Group Rows with Mutual Field Data

liammorgs01 · July 3, 2023, 12:29pm

Hi I'm currently trying to create a query to group customers together.

I'm currently wanting to group by "Phone Number", "Email" and maybe some other fields in the future.

My problem is that I may want to group rows which aren't directly linked but have mutual rows.

For example, in this diagram we can see that Customer 2 and Customer 5 are in no way related at all, however they both share connections with Customer 1 which would then allow them to group together.

Here is another View:

CustomerId         | FullName         | PhoneNumber        | Email
---------------------------------------------------------------------------------
1	               | Bill Smith       | 01612345678        | BillS@SqlTeam.com
2                  | Kelly Smith      | 01612345678        | KellyS@SqlTeam.com
3                  | Kevin Roach      | 07111111111        | KevinR@Example.com
4                  | Chris Ronald     | 07222222222        | ChrisR@Blog.co.uk
5                  | Bill Smith       | 07987654321        | BillS@SqlTeam.com

We can see that Customer 2 is connected to Customer 1 through a mutual Phone Number, and Customer 5 is connected to 1 through a mutual Email Address. However Customer 2 and Customer 5 share no information which would've originally grouped them.

My reasoning for needing this functionality is that one person / household could have multiple customer accounts all with differing information therefore I am trying to group them up as best as I can with as much mutual information as possible.

Thanks all, hopefully I have explained my situation well enough!

robert_volk · July 4, 2023, 12:20pm

CREATE TABLE CustomerLink(FirstID int NOT NULL
CONSTRAINT FK_Customer_FirstID REFERENCES CustomerTable(CustomerID)
,SecondID int NOT NULL
CONSTRAINT FK_Customer_SecondID REFERENCES CustomerTable(CustomerID)
,CONSTRAINT PK_CustomerLink PRIMARY KEY(FirstID,SecondID) WITH (IGNORE_DUP_KEY=ON)
,CONSTRAINT CHK_CustomerLink CHECK (FirstID<SecondID))

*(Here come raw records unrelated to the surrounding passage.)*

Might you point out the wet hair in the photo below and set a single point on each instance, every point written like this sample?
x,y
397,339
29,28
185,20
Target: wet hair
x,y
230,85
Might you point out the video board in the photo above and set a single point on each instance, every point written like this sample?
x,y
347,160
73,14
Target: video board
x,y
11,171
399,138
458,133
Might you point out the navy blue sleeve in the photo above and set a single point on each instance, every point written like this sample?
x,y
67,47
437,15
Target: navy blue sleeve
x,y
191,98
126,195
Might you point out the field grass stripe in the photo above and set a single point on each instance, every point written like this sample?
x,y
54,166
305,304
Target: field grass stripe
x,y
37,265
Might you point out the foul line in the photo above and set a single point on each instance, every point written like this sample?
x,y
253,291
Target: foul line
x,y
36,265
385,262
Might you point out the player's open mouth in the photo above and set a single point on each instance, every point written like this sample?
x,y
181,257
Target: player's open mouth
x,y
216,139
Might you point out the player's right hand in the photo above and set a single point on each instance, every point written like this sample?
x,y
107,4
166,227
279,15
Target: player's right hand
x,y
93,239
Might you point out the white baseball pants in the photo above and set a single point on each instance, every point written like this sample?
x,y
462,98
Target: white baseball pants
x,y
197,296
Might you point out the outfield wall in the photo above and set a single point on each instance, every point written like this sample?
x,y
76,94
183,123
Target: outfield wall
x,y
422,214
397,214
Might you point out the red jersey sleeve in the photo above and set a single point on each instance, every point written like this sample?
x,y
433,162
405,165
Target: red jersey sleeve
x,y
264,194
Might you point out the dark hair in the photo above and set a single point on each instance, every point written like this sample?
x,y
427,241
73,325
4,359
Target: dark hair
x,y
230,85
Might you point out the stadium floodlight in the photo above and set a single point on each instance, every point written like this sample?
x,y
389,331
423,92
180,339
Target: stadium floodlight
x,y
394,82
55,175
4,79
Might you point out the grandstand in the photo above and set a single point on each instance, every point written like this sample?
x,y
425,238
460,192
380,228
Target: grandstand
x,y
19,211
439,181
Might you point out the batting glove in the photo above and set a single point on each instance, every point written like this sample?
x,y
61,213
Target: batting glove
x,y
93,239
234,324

INSERT CustomerLink(FirstID,SecondID)
SELECT first_phone.CustomerID, second_phone.CustomerID
FROM CustomerTable first_phone
INNER JOIN CustomerTable second_phone ON first_phone.PhoneNumber=second_phone.PhoneNumber
WHERE first_phone.CustomerID<second_phone.CustomerID

INSERT CustomerLink(FirstID,SecondID)
SELECT first_email.CustomerID, second_email.CustomerID
FROM CustomerTable first_email
INNER JOIN CustomerTable second_email ON first_email.Email=second_email.Email
WHERE first_email.CustomerID<second_email.CustomerID

SELECT first_customer.FullName AS First_Customer, second_customer.FullName AS Second_Customer
FROM CustomerLink link
INNER JOIN Customer first_customer ON link.FirstID=first_customer.CustomerID
INNER JOIN Customer second_customer ON link.SecondD=second_customer.CustomerID

The CustomerLink table would hold the IDs of each account linked via whatever column, email, phone, shared Netflix, shared Steam account, etc. You'd run an INSERT for each matching criteria, JOINing on the proper column(s).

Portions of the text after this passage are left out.